Usually some of the actual choices are more likely than others, and in that case $H$ will always be less than if the choices are all equally probable.

Example

Flipping a coin

if an unfair coin, entropy will be in (0, 1)
- if always tail or head, no uncertainty, entropy = 0;
if a fair coin, 50%/50% chance of head/tail, entropy = $- 0.5 \log 0.5 - 0.5 \log 0.5$ = 1, the largest;
flipping 2 fair coins: there are $2^2$ states, to use bit to represent, we need $log_2 2^2$ = 2 bits

Rolling a dice

Specifying the outcome of a fair coin flip (two equally likely outcomes) provides less information (lower entropy) than specifying the outcome from a roll of a fair dice (six equally likely outcomes).

Day of the Week

Send a message encoding what day of the week it is: we need a message that can encode 7 values, $\log_2 7 = 2.8$ bits, i.e. we need 3 bits (000 – Monday, 001 – Tuesday, …, 110 – Sunday, 111- unused).

Transmit 1000 bits

one extreme: if receiver already knows all the bits, no information is transmitted
another extreme: if 1000 bits are independent: 1000 bits(or shannons) of information, maximum uncertainty, maximum entropy.
in between:

H_s = \sum_{i=1}^n p_i I_e = - \sum_{i=1}^n p_i \log_2 p_i

1000-bit message can deliver at most 1000-bit information

English vs Chinese

English: 26 characters, low entropy
Chinese: thousands of characters, high entropy

Data Compression

Remove redundancy in message, increase entropy.

Cross-entropy

Cross-entropy gives us a way to express how different two probability distributions are.

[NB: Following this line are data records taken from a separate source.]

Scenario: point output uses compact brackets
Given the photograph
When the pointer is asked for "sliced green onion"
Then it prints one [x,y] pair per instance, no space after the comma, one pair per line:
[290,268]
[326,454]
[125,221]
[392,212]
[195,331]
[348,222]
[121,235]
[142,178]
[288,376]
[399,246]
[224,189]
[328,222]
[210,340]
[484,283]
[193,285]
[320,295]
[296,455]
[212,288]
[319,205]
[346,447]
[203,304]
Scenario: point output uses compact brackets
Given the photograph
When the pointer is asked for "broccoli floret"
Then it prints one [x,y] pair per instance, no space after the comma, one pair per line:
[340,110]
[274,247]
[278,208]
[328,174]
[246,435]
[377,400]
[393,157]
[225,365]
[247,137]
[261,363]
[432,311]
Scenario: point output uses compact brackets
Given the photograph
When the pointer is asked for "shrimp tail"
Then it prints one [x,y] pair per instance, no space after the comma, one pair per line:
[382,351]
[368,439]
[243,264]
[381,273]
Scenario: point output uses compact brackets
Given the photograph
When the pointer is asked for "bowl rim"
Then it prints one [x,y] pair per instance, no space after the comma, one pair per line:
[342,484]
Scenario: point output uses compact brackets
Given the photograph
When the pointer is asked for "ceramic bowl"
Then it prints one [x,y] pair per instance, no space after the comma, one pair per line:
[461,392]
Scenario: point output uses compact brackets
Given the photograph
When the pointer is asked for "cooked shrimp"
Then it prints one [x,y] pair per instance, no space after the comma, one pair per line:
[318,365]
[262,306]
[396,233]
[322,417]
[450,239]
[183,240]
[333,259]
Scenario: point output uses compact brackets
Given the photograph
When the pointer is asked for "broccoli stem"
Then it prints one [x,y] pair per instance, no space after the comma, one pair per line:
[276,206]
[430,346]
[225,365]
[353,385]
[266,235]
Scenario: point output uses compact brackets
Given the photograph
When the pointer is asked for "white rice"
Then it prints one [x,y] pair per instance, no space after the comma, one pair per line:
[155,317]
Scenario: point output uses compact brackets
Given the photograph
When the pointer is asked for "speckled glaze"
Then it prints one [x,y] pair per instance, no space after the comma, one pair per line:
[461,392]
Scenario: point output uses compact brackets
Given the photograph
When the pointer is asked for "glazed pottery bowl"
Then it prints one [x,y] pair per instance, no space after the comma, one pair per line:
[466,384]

It is defined as follows, it depends on both $p$ and $q$ :

H_p(q) = - \sum_{i=1}^n q_i \log_2 p_i

Note that Cross-entropy isn’t symmetric: $H_p(q) \neq Hq(p)$ .

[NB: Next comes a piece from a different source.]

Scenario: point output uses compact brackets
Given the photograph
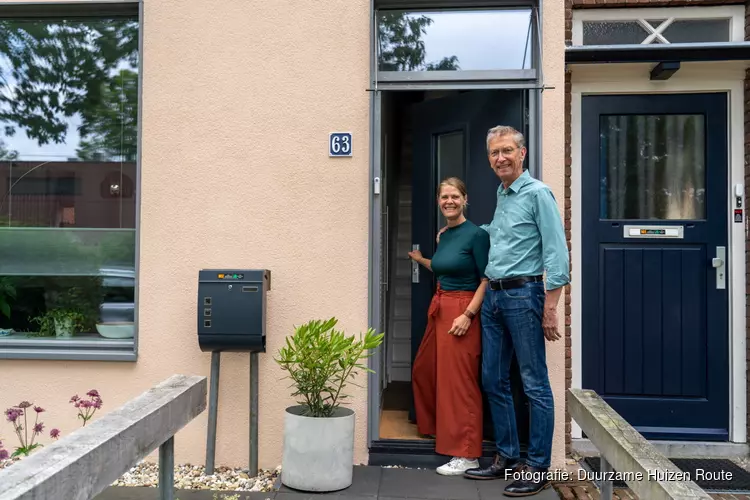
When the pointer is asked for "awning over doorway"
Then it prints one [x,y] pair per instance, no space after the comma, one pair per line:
[640,53]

Used as an alternative to squared error to evaluate the output of the network (comparing predictions against what is actually true). It is more useful in problems in which the targets are 0 and 1.

Normalized Entropy

Normalized Entropy: normalize the entropy by size

H_n(p) = - \sum_{i=1}^n {p_i \log_b p_i \over \log_b n}

also called efficiency
Normalizing the entropy by $\log_b n$ gives $H_n(p) \in [0, 1]$
alternatively you can set $b=n$ and drop the normalization term
the log loss normalized by entropy based on data ctr. Smaller NE means better model in general.
sensitive to calibration of the prediction.